Mr Rees-Mogg was criticised earlier in the week for his comments on LBC which some suggested indicated he thought he was ‘cleverer than most people’.

Rees-Moggs’ original response to the criticism was to say that he has ‘a fuck tonne of cash’ and believed himself to be ‘beyond reproach’ because of it.

But after careful consideration, and bearing the imprint of James’ Cleverley’s boot on his arse, the MP for North East Somerset admitted he’s ‘not your average Jeeves’ and acknowledged he’s ‘just a Himalayan rock salt of the earth posh twat who believes in the class divide and has mildly racist views’.

He said he finds it difficult to accept some people just don’t have a couple of gold bars to rub together but promised that his gardener would dig deep and try to find some empathy and understanding. But failing that a couple of Rothschild’s Orchids would suffice.

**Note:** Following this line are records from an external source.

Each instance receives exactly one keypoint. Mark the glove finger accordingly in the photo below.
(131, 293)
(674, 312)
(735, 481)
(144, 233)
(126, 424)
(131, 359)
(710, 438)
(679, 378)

Rees-Mogg signed off his apology by appealing for understanding of his own situation. ‘I don’t think people realise,’ he said, ‘just how difficult it is to be better than everyone else’. He went on to say that he finds modern life tough and that, although he’s considered to be ‘a bit of an old relic’, he’s actually ‘as modern as the loom and just as beneficial to the 21st century’.